The simplest approach to forward compatibility, in general, is to mark each extension as "must-understand" or "may-ignore". For example, an extension which introduces negation probably falls under "must-understand", since if you were to ignore the syntactic elements of a ruleset which used negation, the meaning of the ruleset would probably be quite different from what was intended. On the other hand, an extension which annotates rules with the last date they were modified would be a "may-ignore" one. In general, the term "annotation" is used to cover syntactic elements which can safely ignored. (This matches RDF well, since RDF is generally processed with the notion that any triples you don't understand can be safely ignored.)
I think RIF can do better than this general must-understand/may-ignore approach. Here are some intermediate categories:
- an extension which affects the semantics, but ignoring it wont
- give you any incorrect results -- just fewer results. (This is only possible if your dialect is monotonic, I think.) Whether you ignore this or not is something to ask the user.
- an extension which affects performance, so you'll get the same
- answers/actions, but the performance will be significantly worse. Again, you can probably ignore this, but you should warn the user.
- an extension which affects the presentation, but not the
- semantics. So a reasoner can ignore it, but a system which shows the ruleset to a user needs to warn the user.

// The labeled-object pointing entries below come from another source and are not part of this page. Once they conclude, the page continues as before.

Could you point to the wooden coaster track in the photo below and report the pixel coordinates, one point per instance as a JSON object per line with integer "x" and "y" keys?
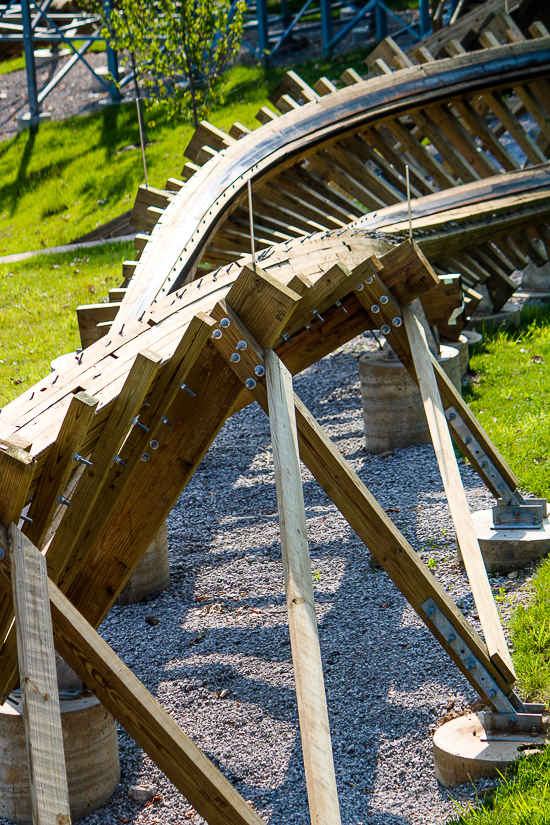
{"x": 329, "y": 160}
{"x": 132, "y": 406}
{"x": 94, "y": 456}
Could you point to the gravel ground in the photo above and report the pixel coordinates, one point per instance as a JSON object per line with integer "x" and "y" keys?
{"x": 219, "y": 659}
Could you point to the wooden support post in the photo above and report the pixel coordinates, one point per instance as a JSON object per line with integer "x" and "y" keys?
{"x": 452, "y": 482}
{"x": 374, "y": 528}
{"x": 304, "y": 639}
{"x": 41, "y": 714}
{"x": 139, "y": 713}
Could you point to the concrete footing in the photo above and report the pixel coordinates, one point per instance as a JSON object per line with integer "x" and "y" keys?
{"x": 474, "y": 339}
{"x": 392, "y": 405}
{"x": 507, "y": 550}
{"x": 91, "y": 756}
{"x": 462, "y": 345}
{"x": 152, "y": 575}
{"x": 508, "y": 317}
{"x": 462, "y": 752}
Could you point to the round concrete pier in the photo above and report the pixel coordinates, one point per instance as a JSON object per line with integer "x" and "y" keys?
{"x": 91, "y": 756}
{"x": 463, "y": 351}
{"x": 507, "y": 550}
{"x": 508, "y": 318}
{"x": 152, "y": 575}
{"x": 474, "y": 339}
{"x": 392, "y": 405}
{"x": 462, "y": 755}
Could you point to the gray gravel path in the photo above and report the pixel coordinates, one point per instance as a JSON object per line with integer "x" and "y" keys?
{"x": 219, "y": 660}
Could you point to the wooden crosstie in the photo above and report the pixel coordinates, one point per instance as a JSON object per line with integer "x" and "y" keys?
{"x": 143, "y": 406}
{"x": 333, "y": 155}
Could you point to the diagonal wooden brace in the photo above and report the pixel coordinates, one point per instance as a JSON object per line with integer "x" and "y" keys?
{"x": 372, "y": 525}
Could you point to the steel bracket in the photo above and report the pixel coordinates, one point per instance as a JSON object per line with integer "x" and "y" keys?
{"x": 485, "y": 683}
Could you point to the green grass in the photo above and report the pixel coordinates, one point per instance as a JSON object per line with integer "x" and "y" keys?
{"x": 511, "y": 399}
{"x": 69, "y": 177}
{"x": 38, "y": 298}
{"x": 524, "y": 799}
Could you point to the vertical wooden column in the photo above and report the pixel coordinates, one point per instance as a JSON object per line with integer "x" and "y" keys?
{"x": 304, "y": 639}
{"x": 41, "y": 714}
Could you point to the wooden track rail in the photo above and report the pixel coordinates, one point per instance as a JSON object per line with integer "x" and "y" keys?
{"x": 333, "y": 157}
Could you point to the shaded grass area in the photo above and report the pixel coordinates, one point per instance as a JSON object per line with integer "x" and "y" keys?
{"x": 511, "y": 397}
{"x": 38, "y": 298}
{"x": 69, "y": 177}
{"x": 523, "y": 800}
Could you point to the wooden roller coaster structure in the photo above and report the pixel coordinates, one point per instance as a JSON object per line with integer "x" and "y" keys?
{"x": 93, "y": 457}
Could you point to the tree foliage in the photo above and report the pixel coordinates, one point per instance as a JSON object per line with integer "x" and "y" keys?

- an extension which offers syntactic sugar. This
- overlaps the other categories -- ignoring it might affect the semantics, the performance, etc, -- but perhaps an XSLT script can be provided which rewrites out the sugar, so systems which don't implement the extension but do have XSLT handy can, in effect, download an implementation of the extension. (This suggests one could get extreme here and allow extension to include, say, JVM code for a reference implementation. I'm not proposing that, however.)
I think that covers the basic problem space.
Here's a rough proposal for an extensibility mechanism:
- when you're parsing RIF XML and see a syntactic element you don't
- recognize, you turn it into a URI (by concatenating the namespace part and the local part of the element tag) and dereference the URI to get information about the syntactic element. The information includes, at least, the consequences of ignoring the element (as above).
- as a work-around for dereference not being available, RIF
- documents could include that information as well.
Backward Compatibility
A RIF dialect E is backward compatible if a conformant implementation of E will process instances of any RIF dialect D according to D's specification if E is an extension of D.
A RIF dialect is backward compatible if:
- it includes without restriction the syntax of all the dialects it extends;
- and the semantics of its syntactic restriction to the syntax of one of the dialects it extends implies the semantics of that dialect.
QUESTIONS: Any other way to guaranty backward compatibility? "Implies" is shorthand for any consequence allowed by the semantics of the restriction must be allorwed by the semantics of the extended dialect. Must that be "equivalent" instead? Of implied by?